You must keep the batter cold at all times but the most important step is to incorporate the flour slowly but do not over mix. You want a batter that is light and airy without excessive lumps. (It will be a little bit lumpy once all the flour is incorporated.) Once the batter is mixed, it should be used right away.
Use this tempura batter recipe for prawn tempura
You can use this batter recipe and technique for tempura prawns as well. Just remember not to crowd the pan when using these larger crustaceans.
Ultimately, if you follow these simple instructions to the letter and discover how to make shrimp tempura, you’ll have a plate of flakey, airy shrimp, sure to impress and delight whoever is lucky enough to share your table.
Additional uses for this crispy tempura shrimp batter
Once you’ve mastered this basic tempura batter recipe and perfected your frying technique, you can always experiment with using this batter to coat your favorite vegetables and proteins, such as carrots, green beans, sweet potatoes, bell pepper and even chicken.
Keep in mind that if you’re going to make a vegetarian-friendly tempura along with shrimp tempura that you should batter and cook the vegetables first or in a separate pan.
Tentsuyu: the tempura dipping sauce
This tempura recipe includes the instructions for making a traditional dipping sauce from dashi stock. Of course, this means you have to have dashi stock!
Dashi is a Japanese soup stock and, if you ask me, the secret ingredient that makes so many Japanese dishes a sensory pleasure. It is typically made from dried kelp, dried shiitake mushrooms, dried bonito flake or dried sardines or some combination of these ingredients.
If you don’t know how to make your own dashi stock, you can purchase it at Asian markets. Or just order it from Amazon.com. You’re going to love the richness dashi brings to this flavorful dipping sauce. You may even find yourself inventing other uses for this craving-worthy tempura sauce.
Crispy Shrimp Tempura
- For the Tempura:
- 4 to 5 Tiger prawns with tail
- 1 egg yolk large
- 1 cup all-purpose flour
- ½ cup cold water
- canola oil as needed
- For the dipping sauce:
- ¾ cup dashi stock
- 2 tsp. sugar
- 3 tbsp. soy sauce
- 2 tbsp. mirin
- 2- inch daikon radish grated
- For getting straight fried shrimp tempura rather than curved ones, make slits on the underside of the shrimp’s half-way through. Flip and make tiny cuts on the front belly also. Pat it dry with paper-towels. Keep aside.
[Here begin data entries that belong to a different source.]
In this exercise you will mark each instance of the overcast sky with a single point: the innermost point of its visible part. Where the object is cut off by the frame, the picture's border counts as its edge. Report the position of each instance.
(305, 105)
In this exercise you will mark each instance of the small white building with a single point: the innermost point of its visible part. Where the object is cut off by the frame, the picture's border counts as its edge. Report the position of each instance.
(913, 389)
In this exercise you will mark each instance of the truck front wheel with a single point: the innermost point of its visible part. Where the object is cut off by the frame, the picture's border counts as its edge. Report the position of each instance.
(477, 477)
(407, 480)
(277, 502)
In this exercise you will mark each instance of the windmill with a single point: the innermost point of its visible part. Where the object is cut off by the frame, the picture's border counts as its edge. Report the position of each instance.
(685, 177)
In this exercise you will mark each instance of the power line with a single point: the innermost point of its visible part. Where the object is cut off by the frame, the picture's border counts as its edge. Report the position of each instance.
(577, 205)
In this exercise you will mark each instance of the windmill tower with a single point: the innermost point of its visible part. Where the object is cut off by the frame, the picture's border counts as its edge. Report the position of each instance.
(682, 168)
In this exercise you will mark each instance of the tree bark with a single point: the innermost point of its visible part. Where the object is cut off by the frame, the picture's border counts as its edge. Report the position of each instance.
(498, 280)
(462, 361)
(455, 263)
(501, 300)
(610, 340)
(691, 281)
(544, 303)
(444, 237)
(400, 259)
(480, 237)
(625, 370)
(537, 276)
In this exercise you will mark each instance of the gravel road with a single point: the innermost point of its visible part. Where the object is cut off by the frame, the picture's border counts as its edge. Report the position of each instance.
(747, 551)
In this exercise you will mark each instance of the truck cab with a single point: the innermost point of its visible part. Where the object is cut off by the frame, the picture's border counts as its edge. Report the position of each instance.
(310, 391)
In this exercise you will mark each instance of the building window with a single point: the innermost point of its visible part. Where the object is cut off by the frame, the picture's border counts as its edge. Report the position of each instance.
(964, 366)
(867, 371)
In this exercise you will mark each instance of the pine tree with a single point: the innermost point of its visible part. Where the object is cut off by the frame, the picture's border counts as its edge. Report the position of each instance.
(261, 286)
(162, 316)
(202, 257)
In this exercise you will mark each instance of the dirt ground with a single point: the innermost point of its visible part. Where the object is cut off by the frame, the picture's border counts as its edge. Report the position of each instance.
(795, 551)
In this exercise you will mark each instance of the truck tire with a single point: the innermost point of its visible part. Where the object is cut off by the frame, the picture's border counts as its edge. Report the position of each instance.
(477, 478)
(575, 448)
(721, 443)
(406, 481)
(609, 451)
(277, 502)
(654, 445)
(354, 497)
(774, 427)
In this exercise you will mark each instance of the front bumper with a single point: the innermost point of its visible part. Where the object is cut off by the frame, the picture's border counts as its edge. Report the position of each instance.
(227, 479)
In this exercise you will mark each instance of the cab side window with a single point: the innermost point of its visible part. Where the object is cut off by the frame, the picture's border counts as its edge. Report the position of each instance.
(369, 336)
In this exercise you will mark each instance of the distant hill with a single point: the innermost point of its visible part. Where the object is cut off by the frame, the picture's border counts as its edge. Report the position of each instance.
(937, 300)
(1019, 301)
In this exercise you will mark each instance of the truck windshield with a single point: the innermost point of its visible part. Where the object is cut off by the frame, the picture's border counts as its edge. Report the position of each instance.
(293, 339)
- Start by placing all the ingredients needed to make the sauce in a medium-sized saucepan.
- Heat it over medium heat and bring the sauce to a boil.
- Once it starts boiling, reduce the heat to low and allow it to simmer.
- Continue simmering until the sugar is completely dissolved.
- Off the heat and set it aside to cool.
- Now, heat oil in a wok over medium heat and allow it to heat. Tip: Make sure to maintain the same temperature and heat at all times.
- In the meantime, sift the flour. Mix the cold water and egg in a medium-sized bowl until whisked well. Remove the foam that appears at the top.
- Next, gradually stir in the flour to the egg mixture. Do not over mix and keep the batter cold at all times. It is ok to have few lumps since over mixing can cause problems. Furthermore, make the batter just before frying as the cold batter allows it to have the light texture when fried.
- Sprinkle potato starch over the shrimp.
- Now, dip the shrimp in the batter until coated well and shake off the excess.
- Finally, place them in the frying pan and cook them for 2 to 3 minutes or until they are golden brown. Tip: Make sure to not over-crowd while frying as it can make it soggy.
- Transfer them to a paper towel-lined plate and remove the excess oil.
- Serve it hot with the dipping sauce.